Wie es der Zufall wollte, spielte ich kürzlich an einer kleinen Con mit einem Spielleiter, den ich von ganz früher flüchtig kannte, das Rollenspiel Midgard. Midgard klang für mich immer nach abgekupferten nordischen Sagen und hatte mich bis dahin so gar nicht interessiert.

Plötzlich stellte ich fest, dass es diesen Alt-Rollenspiel-Charme wie DSA hat und die eins-zu-eins geklaute und umbenannte Welt von Der Herr der Ringe. Es ist so alltäglich und normal, dass man gut in Alba leben könnte, ohne je einem Drachen zu begegnen oder begegnen zu wollen.

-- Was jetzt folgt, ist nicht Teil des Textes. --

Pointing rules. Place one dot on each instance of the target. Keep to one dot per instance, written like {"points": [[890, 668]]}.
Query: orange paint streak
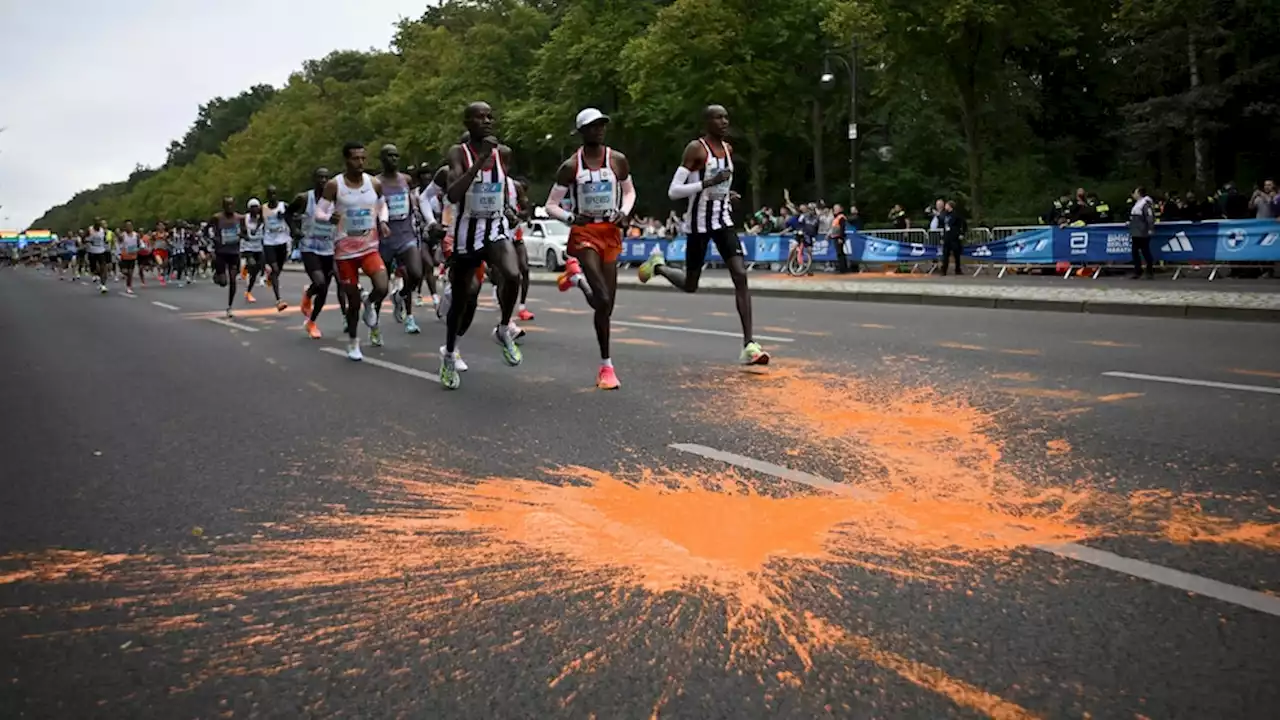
{"points": [[920, 674], [1015, 377]]}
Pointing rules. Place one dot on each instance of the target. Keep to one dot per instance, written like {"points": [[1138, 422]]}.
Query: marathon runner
{"points": [[429, 208], [228, 228], [479, 187], [603, 192], [400, 247], [353, 201], [99, 254], [704, 177], [131, 246], [275, 245], [315, 240]]}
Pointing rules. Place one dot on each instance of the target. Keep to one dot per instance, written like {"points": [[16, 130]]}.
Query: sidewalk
{"points": [[1256, 300]]}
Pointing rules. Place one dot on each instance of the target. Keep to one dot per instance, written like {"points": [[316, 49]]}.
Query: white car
{"points": [[547, 241]]}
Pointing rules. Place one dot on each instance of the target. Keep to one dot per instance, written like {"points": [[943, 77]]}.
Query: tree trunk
{"points": [[1198, 142], [818, 169], [755, 171], [973, 150]]}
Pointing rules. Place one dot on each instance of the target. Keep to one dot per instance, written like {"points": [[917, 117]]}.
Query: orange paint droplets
{"points": [[927, 677]]}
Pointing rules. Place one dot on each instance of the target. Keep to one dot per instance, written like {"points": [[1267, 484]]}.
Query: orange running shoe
{"points": [[571, 268], [607, 378]]}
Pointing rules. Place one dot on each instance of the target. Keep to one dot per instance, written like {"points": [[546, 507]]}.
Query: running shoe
{"points": [[370, 311], [753, 355], [607, 378], [652, 264], [398, 308], [568, 278], [511, 352], [457, 359], [449, 377]]}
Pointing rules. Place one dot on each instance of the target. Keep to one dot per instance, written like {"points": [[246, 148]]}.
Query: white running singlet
{"points": [[277, 229], [481, 215], [709, 208], [597, 194]]}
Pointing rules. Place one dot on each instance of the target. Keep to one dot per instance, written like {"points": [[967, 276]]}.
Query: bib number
{"points": [[598, 197], [397, 206], [360, 220]]}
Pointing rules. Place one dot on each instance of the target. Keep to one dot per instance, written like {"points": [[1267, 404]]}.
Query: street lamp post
{"points": [[828, 80]]}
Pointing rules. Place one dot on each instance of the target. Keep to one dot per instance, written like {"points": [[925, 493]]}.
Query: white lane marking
{"points": [[1192, 382], [1160, 574], [1206, 587], [696, 331], [231, 324], [376, 363]]}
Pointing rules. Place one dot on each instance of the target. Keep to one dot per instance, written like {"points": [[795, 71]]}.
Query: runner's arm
{"points": [[693, 162]]}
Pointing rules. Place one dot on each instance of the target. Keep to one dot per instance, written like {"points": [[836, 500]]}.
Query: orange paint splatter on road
{"points": [[961, 693], [1120, 396], [1015, 377]]}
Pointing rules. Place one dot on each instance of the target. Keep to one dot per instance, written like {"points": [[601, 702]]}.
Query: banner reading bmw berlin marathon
{"points": [[1212, 241]]}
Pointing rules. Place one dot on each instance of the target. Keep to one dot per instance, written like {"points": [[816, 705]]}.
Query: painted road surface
{"points": [[913, 513]]}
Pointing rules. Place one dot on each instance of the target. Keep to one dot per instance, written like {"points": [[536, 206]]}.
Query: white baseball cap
{"points": [[588, 117]]}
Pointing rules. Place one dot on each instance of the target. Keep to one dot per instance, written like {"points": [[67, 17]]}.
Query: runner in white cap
{"points": [[599, 180]]}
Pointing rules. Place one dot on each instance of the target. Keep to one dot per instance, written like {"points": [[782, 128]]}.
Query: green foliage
{"points": [[1000, 103]]}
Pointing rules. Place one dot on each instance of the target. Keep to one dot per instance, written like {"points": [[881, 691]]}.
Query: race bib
{"points": [[397, 205], [597, 197], [484, 199], [360, 220]]}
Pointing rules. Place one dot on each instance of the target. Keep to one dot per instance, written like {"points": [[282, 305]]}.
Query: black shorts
{"points": [[726, 242], [312, 263], [275, 254]]}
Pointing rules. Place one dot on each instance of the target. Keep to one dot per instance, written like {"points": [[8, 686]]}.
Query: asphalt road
{"points": [[201, 520]]}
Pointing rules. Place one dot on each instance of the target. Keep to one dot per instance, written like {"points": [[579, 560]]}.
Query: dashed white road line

Während die Dungeons-and-Dragons-Anhänger die Hand von Vecna finden und Tarrasques slayen wollen (satirische Überhöhung!), reicht es mir, herauszufinden, wieso Bauer Distelheims Äpfel ständig wie von Geisterhand verschwinden.

The One Ring

Bei The One Ring habe ich so meine Skrupel, das habe ich bereits in der Rezension zum Starterset ausgeführt. In die Timeline von Herr der Ringe zu pfuschen, gibt mir ein komisches Bauchgefühl. Hier, bei Midgard, eine mir noch unbekannte Welt zu erkunden, zieht mich geradezu magisch an.

Würfelsystem

Das Würfelsystem gefällt mir auch. Da es von einem Mathematiker entwickelt wurde, ist es statistisch gut gebalanced, heisst es. Gewürfelt wird mit 6er, 10er, 20er und 100er. Also Brettspiel, Dezimalsystem, D&D und Cthulhu, bzw. Warhammer. Bull’s eye! In der sechsten Edition soll der W100 dann zwar leider wegfallen, aber wir spielen vorerst weiter die fünfte Edition M5.

Das Würfelsystem macht so viel Sinn. Angriffswurf. Gelungen oder nicht? Wenn nicht, geschieht auch nichts. Wenn gelungen, Schaden würfeln. Dann Abwehrwurf des Gegenübers. Gelingt die Abwehr, geht der gelungene Angriff auf die Ausdauer (Ermüdung), gelingt die Abwehr nicht, geht der Schaden auf die Lebenspunkte, abzüglich des Schadens, die die Rüstung des Getroffenen noch aufhält. Das ist realistisch, das ist logisch, das ist gar nicht so kompliziert.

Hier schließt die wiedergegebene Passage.